Some software applications have value for businesses in a wide variety of industries. These horizontal market software applications solve common problems, regardless of industry or business type. Conversely, vertical market software applications are designed for a specific market and answer industry-specific needs or support industry-specific workflows.
Which category does your software fall into — and are you sure?
The Horizontal Market-Vertical Market Gray Area
A seemingly simple example of classifying software as either “horizontal” or “vertical” is a basic invoicing application. All businesses need the ability to invoice, so it seems like invoicing software would apply to anyone. It should be a horizontal market application, right? But two businesses download the software, one a handcrafted toy manufacturer and the other, a fitness club — and it’s possible that both are soon frustrated with the application.
The toy company sells both to retailers and to consumers, so it needs to invoice specific products individually or discounted in bulk and add shipping and tax, when applicable. The fitness club offers memberships by the year for the first year and on a monthly basis thereafter. It also sells a variety of products, some taxable and some not, and it bills by the hour for sessions with personal trainers.
The software in our example fails to meet all of the needs of either company, so it would require the user to adapt their invoicing process to the software, which probably isn’t an option, or to find an application that’s right for their business. The prevalence of Software as a Service (SaaS) has made so many options available, most for monthly fees rather than upfront capital expenses, so trying different software is much easier than when software was sold primarily through a traditional, on-premises model.
If you carefully evaluate your application, you will probably see that it works best for certain types of businesses.

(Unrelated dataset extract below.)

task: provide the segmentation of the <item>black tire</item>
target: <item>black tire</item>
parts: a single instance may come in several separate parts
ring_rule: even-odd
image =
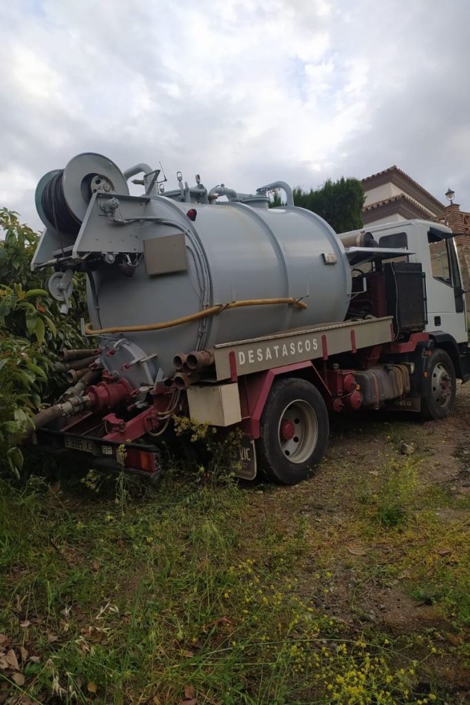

It may work for a variety of businesses across industries, or maybe it’s best suited to a specific vertical. An honest evaluation may also reveal that you’ve been too narrow in your approach and your solution may actually also benefit businesses beyond the market you’ve been targeting.
The Importance of the Demo
Once you’ve confirmed that your application suits the needs of the businesses in your target market, whether horizontal, vertical, or niche, you will probably encounter customers or prospects that are also talking to your competition. If your application is flexible enough to meet the needs of different types of businesses, inevitably, your competition will do its best to convince your customers that their software built specifically for their industry will be the most beneficial to them. If you market your software as purpose-built for a particular market, your competition will tout the benefits of its software, which has been proven in a broader market and allegedly can be customized for any industry.

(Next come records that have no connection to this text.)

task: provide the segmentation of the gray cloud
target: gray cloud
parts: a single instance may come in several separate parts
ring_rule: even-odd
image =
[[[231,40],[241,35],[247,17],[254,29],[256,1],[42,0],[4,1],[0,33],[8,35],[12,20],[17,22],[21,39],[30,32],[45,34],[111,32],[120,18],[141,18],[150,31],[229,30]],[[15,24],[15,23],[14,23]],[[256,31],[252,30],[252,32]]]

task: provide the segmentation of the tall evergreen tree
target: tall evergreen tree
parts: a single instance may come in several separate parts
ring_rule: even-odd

The best way to prove that your software is the right choice is an appropriate demonstration. For a simple application, a limited demo may be enough to show that your claims that the software is right for the business are true. For an application designed to play a bigger role in operational efficiency, however, allowing the prospect to use the full application on a trial basis may be necessary.
It goes without saying that everything you say about your software has to be true, as evidenced by the demo. It would not be wise to try to counter competitors by saying your software does something it doesn’t do. Your software is right for the right customer. Maintain that integrity.
Be All Things to the Right People
Your software won’t work for everyone. Accurately defining your market, whether horizontal or vertical, for your software application is crucial to business success. Incorrectly defining your target market will mean nothing but wasted time and resources attempting to sell your software to businesses that soon discover that it doesn’t support their operations. It’s also a more cost-effective way for an ISV to operate. Meridian Capital’s Software-as-a-Service Spring 2017 M&A Update reports that SaaS companies with a precisely targeted customer base can acquire customers eight times less expensively than those targeting broader markets, experience less churn, and develop relationships that can lead to upselling in the future.